Image: Ciarán Owens in Tumulus, © Michael Carlo
By day he is a mild-mannered university administrator and by night, early mornings before work and on the weekends, he is a playwright. Christopher Adams explains how he manages his double life and why a university environment is ideal for pursuing creative projects.
The notebook was heavier than I expected as I lifted it out of the box. I placed it on the reading-room cushion, and carefully opened it to reveal meticulously copied diagrams and formulae, as well as extracts from scientific works – all copied out in a small, neat hand. This was the university notebook of Robert Edward Hart (1878–1946), written during his study at Cambridge for a degree in mechanical engineering.
Hart was the eldest son in a long line of rope makers from Blackburn. His great-grandfather had established a ‘rope walk’ in the late 1700s, but with the industrial revolution, rope was increasingly important for the ‘driving’ of machinery in mills throughout the northwest of England. Cotton driving rope – as Hart demonstrated in his student notebooks – was mechanically efficient, and the Hart family rope became a global brand by the late nineteenth century, generating immense wealth for the family. A deeply private man, Hart spent vast sums amassing one of northwest England’s most impressive book and coin collections, which he donated to the Blackburn Museum & Art Gallery. It was this collection – and the man (and women) – behind it, that interested me: I was scheduled to write a play about it.
For a long time, I have thought of my two working lives as very separate: by day I am the mild-mannered manager of the Institute of English Studies, an administrative post at the School of Advanced Study. By night – or in the mornings before work, or on the weekends – however, I am a (still, mild-mannered) playwright. Generous holiday allowance and flexible working conditions mean that it is possible for me to take time off to attend rehearsals or finish a draft. Senate House Library, with its impressive drama collection as well as comfortable sofas makes an ideal place to write when I finish work in the evenings.

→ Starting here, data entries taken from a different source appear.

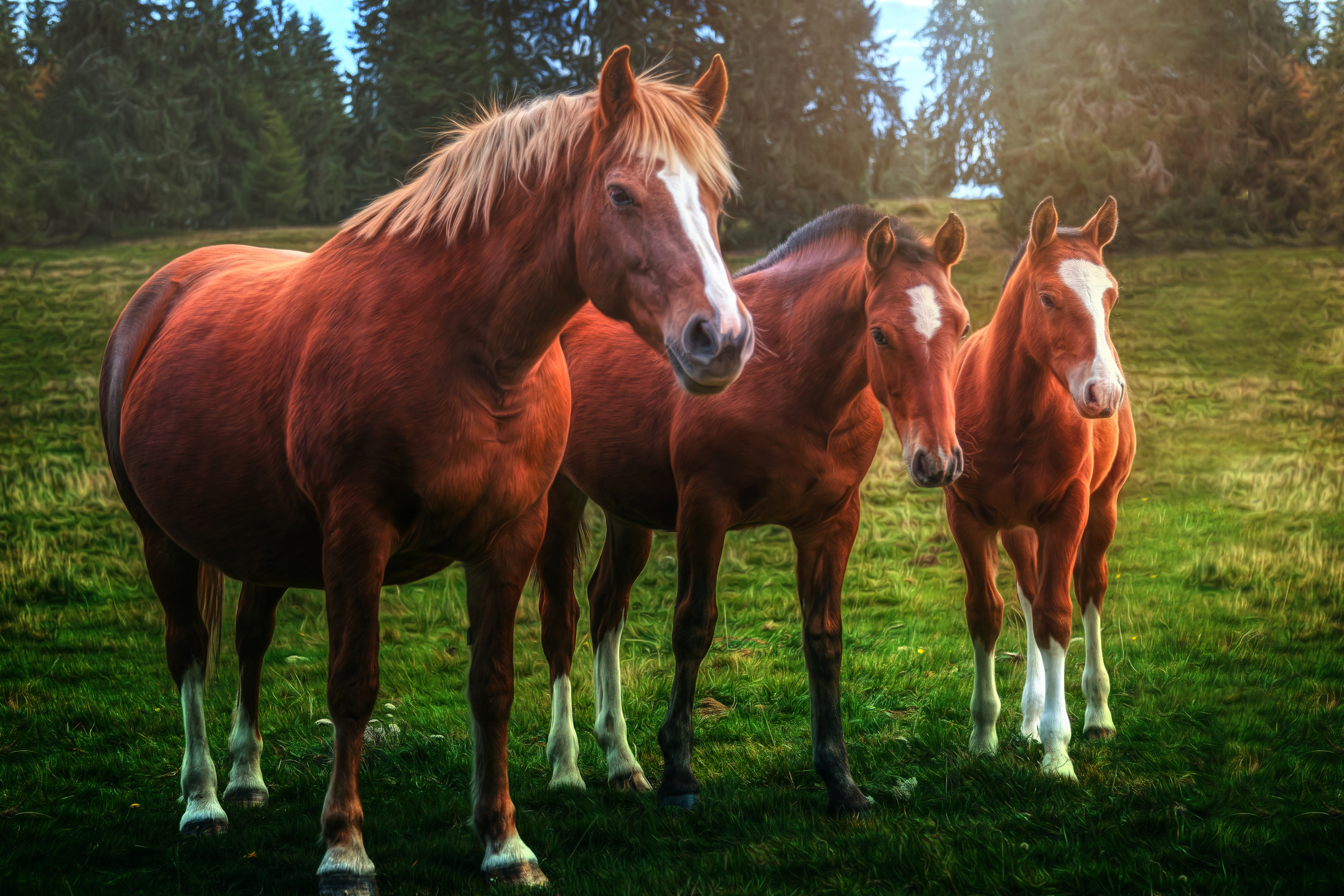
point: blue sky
(897, 21)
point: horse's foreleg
(823, 554)
(1053, 623)
(984, 618)
(624, 555)
(1090, 589)
(253, 629)
(699, 538)
(174, 574)
(355, 553)
(1022, 548)
(559, 612)
(493, 587)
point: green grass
(1223, 635)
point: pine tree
(118, 123)
(274, 178)
(1322, 149)
(301, 78)
(19, 147)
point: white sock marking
(1055, 731)
(1096, 681)
(245, 753)
(984, 702)
(609, 726)
(684, 186)
(562, 747)
(924, 308)
(198, 770)
(1034, 689)
(347, 859)
(508, 852)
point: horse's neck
(1015, 381)
(813, 320)
(500, 297)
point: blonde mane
(457, 184)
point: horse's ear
(1103, 226)
(712, 89)
(951, 241)
(1045, 222)
(616, 88)
(880, 245)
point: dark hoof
(633, 781)
(346, 884)
(852, 806)
(246, 797)
(205, 828)
(521, 875)
(679, 801)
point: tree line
(129, 114)
(1208, 120)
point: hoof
(633, 781)
(346, 884)
(521, 875)
(246, 797)
(679, 801)
(1060, 768)
(205, 828)
(567, 782)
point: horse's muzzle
(1099, 398)
(707, 360)
(936, 469)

But more recently I see play-writing as an extension of working in and for a university – specifically a humanities institution that values both research and public engagement.
The trip to the Hart archive at the Blackburn Museum & Art Gallery fed into what became Finding Mr Hart, a play performed in both London and Blackburn. The project grew out of a collaboration with my IES colleague Dr Cynthia Johnston, who had been working on Hart, his collection, and his archive for the last five years. Dr Johnston secured funding from the Being Human Festival to create a public engagement piece around her research. She had previously scripted and recorded a podcast about Hart, and she approached me to ask if I would be interested in expanding the script into a full-length play. It was the meeting of my professional and creative selves, and I jumped at the opportunity.
Upon reflection, of course, research and research skills are integral to the production of creative material, and I often incorporate such work into my writing. For my short play A Stronger Arm (Theatre503), I interviewed my mother about her decision to vote for Donald Trump and then crafted the interview into a piece of verbatim theatre. Another short play Workers (Royal Court) was created after spending time in and interviewing people who worked at a north London refugee shelter.
My most recent play, Tumulus (VAULT) is a murder mystery loosely based on the Stephen Port murders and set against the rise of London’s chemsex epidemic (a subject matter that is, admittedly, a far cry from the quaint world of Robert Edward Hart). The background research for the play involved interviewing Stephen Port’s neighbour, combing through news reports and trial transcripts, listening to 999 recordings, as well as conducting interviews with sexual health clinicians and listening to men currently or formerly involved in the chemsex ‘scene’ talk about their experiences. Books such as James Wharton’s Something for the Weekend and countless drug safety websites and even industrial package warnings proved invaluable.
Working full-time while also maintaining a creative life has by no means been easy, but being part of an environment that emphasises the value of research as well as taking that research to an audience makes it an ideal place to pursue creative projects. And there are moments of beauty as well: in a sound recording held at the Lancashire Archives, Joan Proctor, a neighbour living next door to Dora Hart (Robert Hart’s sister), describes Dora as ‘someone who enjoyed the feeling of being enclosed by trees’. An evocative phrase, like something out of a novel, or a play.
Christopher Adams is a British-American playwright and the manager of the Institute of English Studies at the School of Advanced Study, University of London. His plays include Tumulus (VAULT), Antigone (UK tour), Finding Mr Hart (Being Human festival), Cooked (Bread and Roses Theatre), and Shelter (Shanghai Repertory Theatre). His short plays have been performed at the Birmingham MAC, Pleasance Theatre, Royal Court Theatre, Southwark Playhouse, St James Theatre, and Theatre503. He attended the Royal Court Young Writers Programme and the Orange Tree Writers’ Collective. He was a 2011–12 US Fulbright Scholar.